Mitsuo Takeda is Professor of Opto-electronics, at UEC Tokyo (the University of Electro-Communications), Japan. He received the BS degree in electrical engineering from UEC in 1969, and the MS and the PhD degrees in applied physics from the University of Tokyo, in 1971 and 1974, respectively. After working for Canon Inc., he joined the faculty of UEC in 1977. During 1985 he was a visiting scholar in Prof. J. W. Goodman's Group at Stanford University. He served on the Board of Directors of the Japan Society of Applied Physics (JSAP, 1993-1995) and SPIE (2007-2009), and he is presently President of the Optical Society of Japan, JSAP. He is a Fellow of SPIE, OSA and JSAP, a member of the International Order of the Knights of Holography, and a recipient of 2010 SPIE Dennis Gabor Award.
“Fourier fringe analysis applied for unconventional scientific and industrial metrologies of extreme physical phenomena: A Review”

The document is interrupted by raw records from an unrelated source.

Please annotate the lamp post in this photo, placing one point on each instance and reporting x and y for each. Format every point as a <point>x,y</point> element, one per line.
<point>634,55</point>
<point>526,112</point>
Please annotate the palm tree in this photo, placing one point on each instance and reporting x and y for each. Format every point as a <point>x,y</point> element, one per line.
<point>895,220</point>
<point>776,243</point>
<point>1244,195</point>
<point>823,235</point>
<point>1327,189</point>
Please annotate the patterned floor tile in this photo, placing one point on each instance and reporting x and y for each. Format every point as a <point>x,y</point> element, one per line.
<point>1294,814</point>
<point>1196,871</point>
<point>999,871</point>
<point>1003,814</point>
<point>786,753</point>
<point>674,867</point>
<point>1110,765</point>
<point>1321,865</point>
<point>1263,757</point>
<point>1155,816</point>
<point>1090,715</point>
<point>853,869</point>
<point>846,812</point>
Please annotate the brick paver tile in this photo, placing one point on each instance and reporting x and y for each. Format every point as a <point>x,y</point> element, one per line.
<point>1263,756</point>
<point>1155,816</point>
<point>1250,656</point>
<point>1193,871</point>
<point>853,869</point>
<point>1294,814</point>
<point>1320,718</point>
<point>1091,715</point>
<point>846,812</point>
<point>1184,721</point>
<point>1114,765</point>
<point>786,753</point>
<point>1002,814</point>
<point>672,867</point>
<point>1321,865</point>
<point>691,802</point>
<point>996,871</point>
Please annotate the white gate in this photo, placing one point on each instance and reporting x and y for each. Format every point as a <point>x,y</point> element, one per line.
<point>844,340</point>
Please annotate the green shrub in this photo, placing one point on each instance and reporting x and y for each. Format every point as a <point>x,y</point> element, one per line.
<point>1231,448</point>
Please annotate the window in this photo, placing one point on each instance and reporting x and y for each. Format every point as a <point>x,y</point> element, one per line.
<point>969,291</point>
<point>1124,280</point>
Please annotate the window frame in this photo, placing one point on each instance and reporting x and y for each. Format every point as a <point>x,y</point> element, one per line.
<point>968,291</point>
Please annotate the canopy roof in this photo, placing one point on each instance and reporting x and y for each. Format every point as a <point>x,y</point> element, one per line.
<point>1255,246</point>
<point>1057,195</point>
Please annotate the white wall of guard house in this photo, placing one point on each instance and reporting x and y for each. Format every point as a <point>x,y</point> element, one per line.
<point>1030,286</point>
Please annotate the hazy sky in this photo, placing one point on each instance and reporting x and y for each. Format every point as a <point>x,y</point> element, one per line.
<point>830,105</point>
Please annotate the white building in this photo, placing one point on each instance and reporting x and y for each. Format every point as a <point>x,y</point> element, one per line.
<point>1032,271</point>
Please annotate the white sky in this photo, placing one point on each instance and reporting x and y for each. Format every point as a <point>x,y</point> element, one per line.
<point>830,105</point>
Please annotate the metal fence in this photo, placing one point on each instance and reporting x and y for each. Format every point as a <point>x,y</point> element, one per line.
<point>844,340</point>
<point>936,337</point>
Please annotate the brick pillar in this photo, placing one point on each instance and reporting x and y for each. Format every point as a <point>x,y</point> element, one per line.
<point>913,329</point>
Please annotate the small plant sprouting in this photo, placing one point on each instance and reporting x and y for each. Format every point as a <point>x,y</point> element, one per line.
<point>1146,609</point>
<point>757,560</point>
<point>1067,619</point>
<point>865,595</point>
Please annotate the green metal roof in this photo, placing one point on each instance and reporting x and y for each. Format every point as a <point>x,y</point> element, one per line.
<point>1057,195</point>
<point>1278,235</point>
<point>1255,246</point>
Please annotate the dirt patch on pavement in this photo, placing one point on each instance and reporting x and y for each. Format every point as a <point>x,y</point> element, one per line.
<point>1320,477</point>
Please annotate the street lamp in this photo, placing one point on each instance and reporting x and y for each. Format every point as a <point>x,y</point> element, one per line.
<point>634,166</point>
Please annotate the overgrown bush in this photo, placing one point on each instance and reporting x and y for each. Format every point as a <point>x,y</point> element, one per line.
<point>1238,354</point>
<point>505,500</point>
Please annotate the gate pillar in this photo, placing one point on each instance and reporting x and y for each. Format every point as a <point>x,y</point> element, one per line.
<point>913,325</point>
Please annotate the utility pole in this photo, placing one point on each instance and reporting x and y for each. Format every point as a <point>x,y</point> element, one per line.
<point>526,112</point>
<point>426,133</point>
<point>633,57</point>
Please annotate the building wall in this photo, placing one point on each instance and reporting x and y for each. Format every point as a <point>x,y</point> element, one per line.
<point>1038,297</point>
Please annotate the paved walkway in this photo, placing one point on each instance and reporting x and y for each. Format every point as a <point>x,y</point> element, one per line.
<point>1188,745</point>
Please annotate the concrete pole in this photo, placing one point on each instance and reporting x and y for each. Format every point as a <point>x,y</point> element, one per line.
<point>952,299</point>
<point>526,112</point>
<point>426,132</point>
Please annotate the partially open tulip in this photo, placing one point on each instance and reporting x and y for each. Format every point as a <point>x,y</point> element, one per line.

Phase measurement plays a crucial role in optical science and technology. A technique for fringe analysis, now known by the name of the Fourier transform method (FTM), or Fourier fringe analysis, was proposed and experimentally demonstrated in 1982. Since then, through three decades of active participation of many scientists and engineers, FTM has been critically analyzed, continuously improved, and has created new areas of cross-disciplinary applications beyond its early applications to optical interferometry and profilometry. The purpose of this talk is to give an overview of FTM with a particular focus on its scientific and industrial applications to the measurements of extreme physical phenomena, such as those involving ultra fast optical pulses, extremely small atomic displacements, and unconventional electron wave, X-ray and EUV interferometry, and shows how the advantages of FTM are exploited in these cutting edge application areas.